- yüzyılda Abbasi hilafetinin merkeziyetçi idaresi gevşemiştir. Doğu-İran'da (Horasan ve maveraünnehir'de) ve Hazar Denizi sahil bölgesinde Kadim İran geleneğini izleyen yerli hanedanlar Samaniler, Buveyhiler, Gazneviler yükselir.
Gazneviler bir Türk hanedanı olmakla birlikte, İranlı bürokratlar sayesinde devlet idaresi ve kültür bakımından Kadim İran geleneğini kuvvetle benimserler. Firdevsi İran kültürünü büyük bir destanda, Şahname'de canlandırırken eserini Gazneli Sultan Mahmud himayesinde yazar. Türk hanedanı tarafından kurulan Büyük Selçuklu İmparatorluğu (1040-1157) egemenliği bütün İran topraklarında kurar ve eski İran kültürünü belki de hepsinden fazla canlandıran da yine bu imparatorluk olmuştur. Bu imparatorluğun bürokrasisi yine İranlıların elindeydi. Abbasi döneminde İbn Mukaffa İslami ilimler yanında ondan bağımsız eski İran-Hind geleneğini İslam kültür çevresine sokar. Arap gelenekleri yazıya dökülünce özellikle Cahiz'in eserleriyle bu İrani gelenek adab(edeb) genel adı altında bağımsız bir edebiyata vücut verir. Bu edebiyatı kategorilere bölümlediğimizde 1) Ahlak-etik yazılar 2)idare başındakiler ve yüksek kültür çevreleri içim yazılan edebi-eğitsel eserler, bu arada şiir ve inşa 3)Hükümdar, idareci sınıf ve aydınlar için devlet siyaseti üzerinde nasihatname tarzında eserler. Bu kültürleşme akımında İslam dinine ait öğelerin yokluğu dikkate değer. Bu akımın başındaki İranlı küttab, açıkça hükümdar ve yüksek idareci sınıfı etik ve davranış bakımından İran kaynaklı geleneklere göre eğitme hedefindedirler. Daha emeviler döneminde bu edebi gelenek hamriyye adıyla anılagelmiştir.
Şarap ve tahammur etmiş, mayalı içkiler içme, Kuran'da büyük günahlar arasında haram sayılır. Şaraba bir madde katarak tahrim dışında sayanlar olmuştur. Halifelerin saraylarında içki alemleri yapılır ve şarap içilirdi.(“Khamr”, El, Wensinck,199) sarayla ilişki halinde Arap şiirinde Aşk, musiki, ve şiir geleneği, hicretin ilk yüzyılına kadar çıkar. Şaraptan söz eden şiir tarzı hamriyye bu şairlerle ortaya çıkmıştır.
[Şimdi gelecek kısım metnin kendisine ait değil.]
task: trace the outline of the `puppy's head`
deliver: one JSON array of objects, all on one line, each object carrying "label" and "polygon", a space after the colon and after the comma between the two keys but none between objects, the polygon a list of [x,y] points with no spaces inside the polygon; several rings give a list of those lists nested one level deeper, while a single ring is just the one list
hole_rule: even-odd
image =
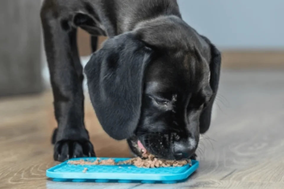
[{"label": "puppy's head", "polygon": [[181,19],[159,21],[107,40],[93,54],[85,69],[89,93],[104,130],[127,139],[136,154],[188,158],[210,125],[220,53]]}]

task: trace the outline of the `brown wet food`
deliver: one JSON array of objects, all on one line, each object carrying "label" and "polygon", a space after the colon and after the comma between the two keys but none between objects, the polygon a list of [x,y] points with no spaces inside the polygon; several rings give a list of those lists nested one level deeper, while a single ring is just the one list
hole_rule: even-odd
[{"label": "brown wet food", "polygon": [[181,167],[188,164],[191,164],[190,159],[181,160],[166,160],[158,159],[155,157],[153,155],[151,154],[148,154],[147,158],[146,159],[142,159],[139,157],[137,157],[128,160],[119,162],[116,163],[114,162],[114,160],[112,158],[101,160],[99,158],[97,158],[93,162],[86,161],[83,159],[70,160],[68,161],[67,163],[82,165],[129,164],[134,165],[138,167],[147,168]]}]

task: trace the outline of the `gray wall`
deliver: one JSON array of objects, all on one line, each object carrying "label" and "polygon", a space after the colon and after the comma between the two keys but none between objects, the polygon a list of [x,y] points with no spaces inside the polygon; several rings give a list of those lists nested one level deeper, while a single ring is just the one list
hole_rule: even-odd
[{"label": "gray wall", "polygon": [[222,49],[284,49],[283,0],[178,0],[189,24]]},{"label": "gray wall", "polygon": [[0,0],[0,96],[41,90],[38,0]]}]

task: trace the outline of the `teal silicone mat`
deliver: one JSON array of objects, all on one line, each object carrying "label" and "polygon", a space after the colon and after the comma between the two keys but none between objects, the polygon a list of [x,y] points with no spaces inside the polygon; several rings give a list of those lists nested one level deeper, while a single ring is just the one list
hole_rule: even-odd
[{"label": "teal silicone mat", "polygon": [[[100,159],[109,158],[99,158]],[[115,162],[130,158],[111,158]],[[70,160],[83,159],[94,161],[96,158],[79,158]],[[194,172],[199,165],[198,161],[192,160],[191,165],[158,168],[138,167],[128,164],[119,165],[74,165],[68,161],[46,170],[46,176],[54,181],[143,183],[157,182],[175,183],[183,181]],[[87,169],[85,168],[86,168]],[[87,170],[84,172],[84,169]]]}]

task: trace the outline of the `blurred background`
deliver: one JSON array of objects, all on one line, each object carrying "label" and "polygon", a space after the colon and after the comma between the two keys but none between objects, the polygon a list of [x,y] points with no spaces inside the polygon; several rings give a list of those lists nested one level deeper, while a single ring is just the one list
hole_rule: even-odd
[{"label": "blurred background", "polygon": [[[206,174],[210,172],[206,169],[208,166],[214,170],[216,167],[212,165],[223,161],[222,156],[218,155],[219,149],[227,149],[230,152],[227,156],[241,153],[238,157],[242,162],[241,165],[238,160],[226,163],[236,167],[237,165],[238,168],[247,167],[248,164],[244,164],[251,162],[250,159],[256,161],[261,157],[265,161],[266,154],[273,154],[271,156],[275,158],[284,157],[279,154],[280,149],[283,151],[284,142],[278,135],[284,132],[284,1],[178,1],[183,19],[222,52],[220,89],[213,110],[213,126],[206,137],[215,141],[215,150],[211,144],[201,141],[202,145],[198,154],[203,162],[198,176],[203,172],[204,176],[208,176]],[[39,186],[42,183],[39,181],[45,180],[43,171],[54,163],[49,139],[57,126],[43,47],[39,18],[41,4],[40,0],[0,1],[0,157],[2,162],[9,165],[11,173],[17,172],[16,167],[25,167],[11,164],[20,158],[41,165],[36,171],[41,175],[39,178],[30,173],[27,176]],[[105,39],[100,37],[98,45]],[[85,65],[91,53],[90,36],[80,29],[78,43]],[[87,94],[86,97],[85,123],[97,154],[127,156],[129,152],[125,142],[115,141],[104,133]],[[230,131],[228,126],[233,128]],[[256,148],[238,146],[240,135],[243,137],[242,141],[247,141],[250,146],[256,144]],[[227,141],[228,138],[232,141],[227,142],[231,143],[229,147],[221,142]],[[266,146],[271,145],[278,145],[279,148],[269,153],[265,151]],[[109,150],[104,151],[108,148]],[[33,159],[31,154],[41,157],[41,160]],[[212,161],[208,154],[220,161]],[[41,164],[43,161],[48,163]],[[225,167],[222,170],[224,174],[230,170],[228,167],[235,169],[234,165],[221,164]],[[40,167],[42,164],[43,168]],[[11,173],[10,178],[15,181],[24,179],[15,178],[16,175]],[[205,176],[203,179],[206,179]],[[213,174],[209,177],[214,176]],[[283,178],[279,179],[283,181]]]}]

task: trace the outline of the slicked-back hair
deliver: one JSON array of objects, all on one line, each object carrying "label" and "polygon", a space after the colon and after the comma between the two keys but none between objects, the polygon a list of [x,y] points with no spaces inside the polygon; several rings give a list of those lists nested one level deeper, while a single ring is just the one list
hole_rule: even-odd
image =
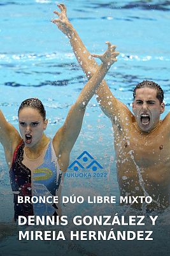
[{"label": "slicked-back hair", "polygon": [[46,111],[45,109],[43,103],[41,102],[39,99],[37,98],[31,98],[31,99],[27,99],[26,100],[24,100],[18,111],[18,116],[19,115],[20,111],[23,109],[25,108],[31,108],[35,109],[37,109],[42,118],[43,118],[43,120],[45,121],[46,119]]},{"label": "slicked-back hair", "polygon": [[153,82],[152,81],[148,81],[148,80],[145,80],[143,82],[139,83],[136,85],[133,92],[134,100],[135,99],[136,97],[136,90],[145,87],[155,89],[157,92],[157,98],[159,99],[160,104],[163,102],[164,91],[162,89],[162,88],[160,86],[160,85],[159,85],[156,83]]}]

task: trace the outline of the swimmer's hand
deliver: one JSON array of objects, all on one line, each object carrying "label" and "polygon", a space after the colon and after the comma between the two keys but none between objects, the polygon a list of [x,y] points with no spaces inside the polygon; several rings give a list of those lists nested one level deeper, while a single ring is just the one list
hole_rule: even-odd
[{"label": "swimmer's hand", "polygon": [[110,42],[106,42],[108,49],[103,54],[91,54],[92,57],[99,58],[101,61],[106,64],[110,67],[115,62],[117,61],[116,57],[119,54],[118,52],[115,52],[116,46],[111,45]]},{"label": "swimmer's hand", "polygon": [[73,34],[73,27],[67,18],[66,6],[64,4],[57,4],[57,6],[60,10],[60,13],[57,11],[54,11],[53,13],[59,16],[59,19],[52,20],[52,22],[55,24],[64,34],[70,38]]}]

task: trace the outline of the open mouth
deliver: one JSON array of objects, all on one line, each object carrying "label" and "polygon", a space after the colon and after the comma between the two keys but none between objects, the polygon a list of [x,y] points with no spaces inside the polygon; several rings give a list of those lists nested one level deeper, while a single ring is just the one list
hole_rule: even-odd
[{"label": "open mouth", "polygon": [[146,125],[150,124],[150,117],[148,114],[141,114],[141,123],[144,125]]},{"label": "open mouth", "polygon": [[25,141],[26,143],[29,144],[31,143],[32,141],[32,135],[29,135],[29,134],[25,134]]}]

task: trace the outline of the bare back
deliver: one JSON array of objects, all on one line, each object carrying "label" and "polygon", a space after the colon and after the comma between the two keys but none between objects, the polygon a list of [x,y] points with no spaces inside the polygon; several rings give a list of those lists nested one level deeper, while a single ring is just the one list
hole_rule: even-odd
[{"label": "bare back", "polygon": [[113,122],[120,195],[150,195],[148,208],[169,205],[169,113],[147,134],[138,129],[130,111],[121,125]]}]

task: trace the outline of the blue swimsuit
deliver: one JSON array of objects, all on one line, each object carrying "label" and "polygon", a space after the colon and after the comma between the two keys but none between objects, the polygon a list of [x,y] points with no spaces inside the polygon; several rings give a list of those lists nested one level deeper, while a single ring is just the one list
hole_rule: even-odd
[{"label": "blue swimsuit", "polygon": [[48,144],[42,164],[31,171],[22,164],[24,141],[17,146],[10,170],[10,181],[14,194],[14,219],[18,216],[58,215],[58,206],[50,204],[18,204],[18,196],[55,196],[61,184],[62,172],[53,148],[52,141]]}]

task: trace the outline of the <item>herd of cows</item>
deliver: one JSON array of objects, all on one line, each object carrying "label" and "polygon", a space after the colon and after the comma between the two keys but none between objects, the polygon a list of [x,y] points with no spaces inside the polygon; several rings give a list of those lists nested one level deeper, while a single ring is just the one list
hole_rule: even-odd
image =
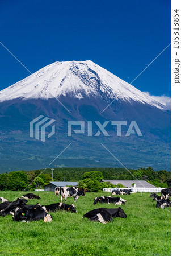
[{"label": "herd of cows", "polygon": [[[131,189],[120,189],[120,191],[113,190],[113,195],[130,195]],[[164,209],[165,207],[170,207],[171,202],[168,199],[171,197],[171,189],[166,188],[162,189],[161,196],[159,196],[156,194],[151,194],[150,197],[153,197],[153,200],[157,201],[156,207]],[[56,187],[55,188],[55,195],[60,195],[61,202],[52,204],[48,205],[41,205],[37,203],[36,205],[26,204],[28,200],[41,199],[39,196],[29,193],[24,195],[21,197],[18,198],[16,201],[12,202],[9,201],[3,197],[0,197],[2,203],[0,204],[0,216],[6,216],[7,214],[12,215],[12,219],[15,221],[32,221],[43,220],[45,222],[50,222],[52,220],[52,216],[49,212],[56,210],[66,210],[72,213],[77,212],[75,206],[73,204],[67,204],[62,203],[62,198],[66,202],[67,197],[73,197],[75,203],[80,196],[85,196],[84,192],[77,188],[70,187]],[[121,205],[125,204],[127,200],[121,197],[116,197],[113,196],[100,196],[95,197],[93,203],[94,205],[100,203],[113,203],[115,205]],[[88,212],[83,215],[83,218],[88,218],[94,221],[99,221],[103,224],[106,224],[111,221],[116,217],[127,218],[127,216],[120,207],[116,209],[108,209],[106,208],[100,208],[95,209]]]}]

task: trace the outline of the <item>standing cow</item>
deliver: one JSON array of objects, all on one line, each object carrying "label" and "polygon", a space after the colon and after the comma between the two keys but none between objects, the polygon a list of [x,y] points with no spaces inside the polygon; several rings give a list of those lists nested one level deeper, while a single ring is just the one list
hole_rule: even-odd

Daha hicretin ilk yüzyılında şiirde bu tarz yerleşmiştir. Hicaz'da içkiyle zevk u safa adeti gelişti.(XIV. yüzyıl Anadolu'sunda işret meclislerinde Hicaz musiki ekolü anılır.) Hicret'in II. yüzyılında Kufa'da dini tüm sosyal kuralları hiçe sayan bir aşk ve şarap şairler grubu ortaya çıktı. Bu yüzyılda Emevilerden Valid b. Yazid'in şiirlerinde aşk, musiki ve şarap egemendi. Hicri III. Yüzyılda hamriyye şiirinde, ibn al-mu'tazz sivrildi, onun üslubuna zarafet damgasını vurdu.
İslami adabın kaynağı, ayin terimiyle ifade edilen kadim İran geleneğini, başlıca Firdevsi'nin Şahname'sinde tespit etmiş bulunuyoruz. Adab(edeb) “düşünce, söz ve davranışta zarafet” diye tanımlanır. Buna erişebilmek için belli kuralları öğrenmek ve yaşama uygulamak gerekir. Bu kuralların genel ölçüsü de itidaldir, orta yoldur.
İslam öncesi Sasani menşeden gelen üçlü gelenek yani şarap musiki ve şiir, işret meclisinin olmazsa olmaz bir geleneği olarak kabul edilmiş, Anadolu Selçukluları, Türk beylik ve saltanatlarında bu şekliyle sürüp gelmiştir.